One example of a problem they'd find, provided by Stratifund co-founder and principal investor Jeff Julkowski, was of a company that said it was going to use some of the money raised in an offering to pay a $200,000 debt to the Internal Revenue Service.

How can a new company already owe $200,000 to the IRS? Score that one a zero for finances.

One of the reports Snover shared seemed representative of his work, examining a little company called BeerFit Running Series that's seeking up to $1 million from investors to add to the number of amateur races it holds.

Stratifund scored the management team a four out of five, as the CEO and his colleagues had managed a lot of races. BeerFit scored a three for its industry, as running is still a growing activity. Stratifund was more cautious in the category of competition, noting that there are lots of other options for runners, and BeerFit didn't seem to offer runners much that was really different. That got scored a one.

But BeerFit also had two years of sales and made money on most of its events. Altogether enough good things outweighed the bad for Stratifund to give the BeerFit offering a final rating of 3 ½.

In applying that kind of thinking to Stratifund, it would score high in most of these five categories, starting with the founders.

Snover worked as a research analyst at Piper Jaffray and then worked on acquisitions for Target. His co-CEO's background includes the Boston Consulting Group, and his CFO has experience with both global accounting firms and start-ups. Julkowski had also once worked as an investment analyst, and board chairman Dean Banks formerly invested venture capital and is now with Google's skunkworks.

As for Stratifund's main product, it's about as easy to read as things get in investments, and a subscription costs only $9.99 per month. Stratifund scores well for competition too, as there appears to be nothing else like it.

The only low score to apply here is for the industry, as there isn't much of one yet. The founders said equity crowdfunding is "going slow," as Julkowski put it. Stratifund itself has raised little on its own crowdfunded offering.

"The industry is going to be big," Snover said. "We just don't know when."

One reason the market has started slowly since it recently opened up broadly to the public is that the Securities and Exchange Commission took years after equity crowdfunding was enabled by law to put out final regulations it could abide.

The regulators clearly feared that a lot of naive investors would be separated forever from their savings by promoters pitching nothing but blue sky on some crowdfunding site.

That's why champions of equity crowdfunding should cheer for Stratifund, if it's what keeps middle-class investors from tossing their money away.

For example, one company Stratifund examined hopes to become a social network for video gamers.

But the company, California-based GameTree, doesn't yet have a product.
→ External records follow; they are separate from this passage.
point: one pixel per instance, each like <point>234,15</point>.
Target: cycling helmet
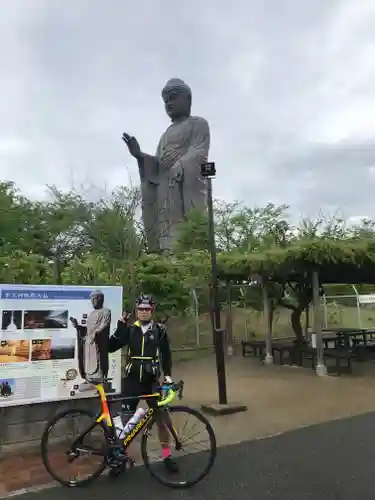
<point>146,300</point>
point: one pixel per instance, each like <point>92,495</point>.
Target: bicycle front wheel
<point>193,453</point>
<point>74,447</point>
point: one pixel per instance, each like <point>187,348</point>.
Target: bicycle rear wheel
<point>70,436</point>
<point>193,465</point>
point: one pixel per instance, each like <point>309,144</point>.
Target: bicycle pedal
<point>130,462</point>
<point>117,470</point>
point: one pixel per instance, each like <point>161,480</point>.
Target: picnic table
<point>348,338</point>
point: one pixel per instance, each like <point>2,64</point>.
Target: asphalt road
<point>334,461</point>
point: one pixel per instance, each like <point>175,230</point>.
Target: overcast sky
<point>286,85</point>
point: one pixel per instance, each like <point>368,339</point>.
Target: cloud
<point>287,88</point>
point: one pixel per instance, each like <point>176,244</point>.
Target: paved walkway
<point>333,461</point>
<point>279,399</point>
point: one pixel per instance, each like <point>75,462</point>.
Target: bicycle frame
<point>106,416</point>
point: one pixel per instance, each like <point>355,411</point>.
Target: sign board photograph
<point>39,344</point>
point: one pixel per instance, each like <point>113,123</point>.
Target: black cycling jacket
<point>146,351</point>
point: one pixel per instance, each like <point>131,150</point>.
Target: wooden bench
<point>342,357</point>
<point>281,349</point>
<point>254,347</point>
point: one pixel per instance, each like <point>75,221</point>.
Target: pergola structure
<point>319,261</point>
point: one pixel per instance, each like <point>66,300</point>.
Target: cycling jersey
<point>148,349</point>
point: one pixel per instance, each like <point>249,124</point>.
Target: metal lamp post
<point>208,171</point>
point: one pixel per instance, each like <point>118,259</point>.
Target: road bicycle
<point>113,454</point>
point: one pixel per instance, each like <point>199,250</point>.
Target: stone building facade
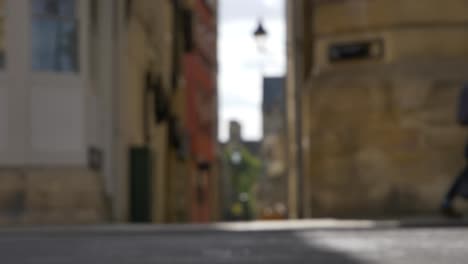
<point>92,110</point>
<point>272,183</point>
<point>379,81</point>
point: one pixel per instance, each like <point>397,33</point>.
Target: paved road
<point>157,245</point>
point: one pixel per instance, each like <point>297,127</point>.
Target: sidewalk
<point>289,225</point>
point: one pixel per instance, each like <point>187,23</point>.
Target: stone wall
<point>51,196</point>
<point>380,135</point>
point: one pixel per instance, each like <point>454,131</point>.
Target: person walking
<point>460,185</point>
<point>458,188</point>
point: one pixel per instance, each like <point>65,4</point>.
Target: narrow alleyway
<point>353,243</point>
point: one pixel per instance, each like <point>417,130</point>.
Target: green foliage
<point>245,173</point>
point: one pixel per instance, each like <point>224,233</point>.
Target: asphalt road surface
<point>159,245</point>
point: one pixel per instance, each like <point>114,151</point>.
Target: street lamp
<point>260,35</point>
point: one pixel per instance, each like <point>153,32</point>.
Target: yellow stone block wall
<point>382,135</point>
<point>51,196</point>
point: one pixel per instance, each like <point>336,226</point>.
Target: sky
<point>241,65</point>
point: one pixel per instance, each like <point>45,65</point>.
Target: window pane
<point>57,8</point>
<point>54,45</point>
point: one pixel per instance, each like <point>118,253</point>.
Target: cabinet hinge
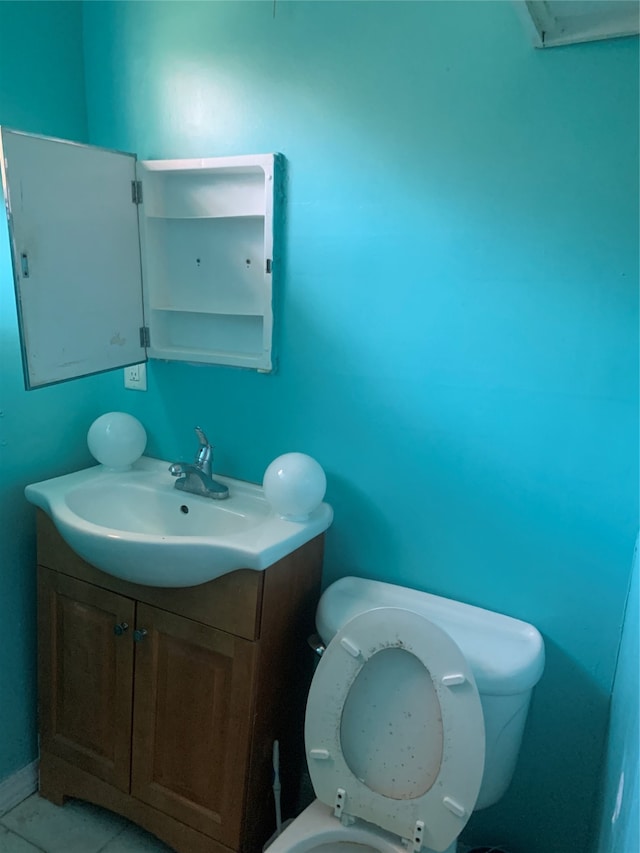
<point>136,192</point>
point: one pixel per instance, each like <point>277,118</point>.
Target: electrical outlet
<point>135,377</point>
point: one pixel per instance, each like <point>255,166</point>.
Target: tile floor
<point>37,826</point>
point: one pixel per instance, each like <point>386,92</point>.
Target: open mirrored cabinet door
<point>76,256</point>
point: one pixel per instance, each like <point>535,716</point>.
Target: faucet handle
<point>202,438</point>
<point>205,452</point>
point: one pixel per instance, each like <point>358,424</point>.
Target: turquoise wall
<point>619,830</point>
<point>458,333</point>
<point>41,433</point>
<point>459,330</point>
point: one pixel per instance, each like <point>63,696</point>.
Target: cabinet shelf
<point>238,311</point>
<point>192,258</point>
<point>162,217</point>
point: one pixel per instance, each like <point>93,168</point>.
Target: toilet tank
<point>505,655</point>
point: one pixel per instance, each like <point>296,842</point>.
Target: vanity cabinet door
<point>192,722</point>
<point>86,673</point>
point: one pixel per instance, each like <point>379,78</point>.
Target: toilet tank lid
<point>506,655</point>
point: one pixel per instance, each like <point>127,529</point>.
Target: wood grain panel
<point>192,720</point>
<point>86,676</point>
<point>58,778</point>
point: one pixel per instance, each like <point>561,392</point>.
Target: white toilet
<point>414,719</point>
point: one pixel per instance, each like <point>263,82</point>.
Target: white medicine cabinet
<point>117,260</point>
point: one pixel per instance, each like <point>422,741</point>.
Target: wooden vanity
<point>163,704</point>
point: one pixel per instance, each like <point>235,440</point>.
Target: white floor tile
<point>11,843</point>
<point>76,827</point>
<point>135,840</point>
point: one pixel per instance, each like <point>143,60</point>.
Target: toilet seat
<point>414,746</point>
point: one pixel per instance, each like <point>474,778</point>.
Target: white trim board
<point>18,787</point>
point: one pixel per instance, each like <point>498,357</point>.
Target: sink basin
<point>136,526</point>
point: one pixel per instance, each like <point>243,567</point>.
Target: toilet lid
<point>394,729</point>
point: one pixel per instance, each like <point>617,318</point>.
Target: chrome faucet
<point>195,477</point>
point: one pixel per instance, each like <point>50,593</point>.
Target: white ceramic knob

It even put a document on its crowdfunding site called "anticipated business plan," implying that if it ever becomes a business the founders will have a plan.

There's no reason to suspect GameTree's founders of anything other than entrepreneurial enthusiasm, yet they also put a valuation range on the company of up to $248 million and said it had the potential to be a "highly profitable unicorn investment," meaning worth at least $1 billion.

Stratifund took this deal apart and gave it a rating of zero.

Is that kind of information worth $9.99 a month to an aspiring crowdfunding investor? Sure seems like it should be.